Sampling and Rendering

Leader of the group: Gurprit Singh, PhD

We are working at the frontiers of sampling, human perception and Monte Carlo rendering. In rendering, Quasi-Monte Carlo (QMC) samplers like Halton and Sobol have shown superior error convergence rate compared to Monte Carlo samplers. Although QMC samplers would result in lower error magnitude, the perception of error (as noise) on rendered images can still be visually displeasing. We are developing theoretical models that bridges the gap between the human visual system and Monte Carlo rendering. We are developing samplers that not only reduce the error magnitude but can give perceptually pleasing error distribution especially at smaller sample count. This research is introducing human perception as an important pillar to Monte Carlo rendering.

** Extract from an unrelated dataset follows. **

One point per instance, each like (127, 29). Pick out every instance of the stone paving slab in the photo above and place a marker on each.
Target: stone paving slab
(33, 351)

Another aspect where sample correlations are far important is in the placement of objects in nature. Various editing tools are developed over the decade that tries to mimic the natural order of things, e.g., the placement of trees and flowers. However, this requires capturing both the local and global correlations for both stationary and non-stationary distributions. Over the past few years, several neural network architectures have been developed to capture these correlations. However, these pipelines are mostly restricted to pixelated data. Our goals extend beyond pixels and deal with data in continuous space.
Our group is also developing modern neural network pipelines for both forward and inverse rendering problems. Since sampling is at the heart of computing, we are also expanding towards improving the fundamentals of neural networks by investigating samplers that can help reduce the generalization error. We hope that our research would not remain limited to computer graphics and vision but may also benefit other branches of computing by establishing a coherent exchange of knowledge.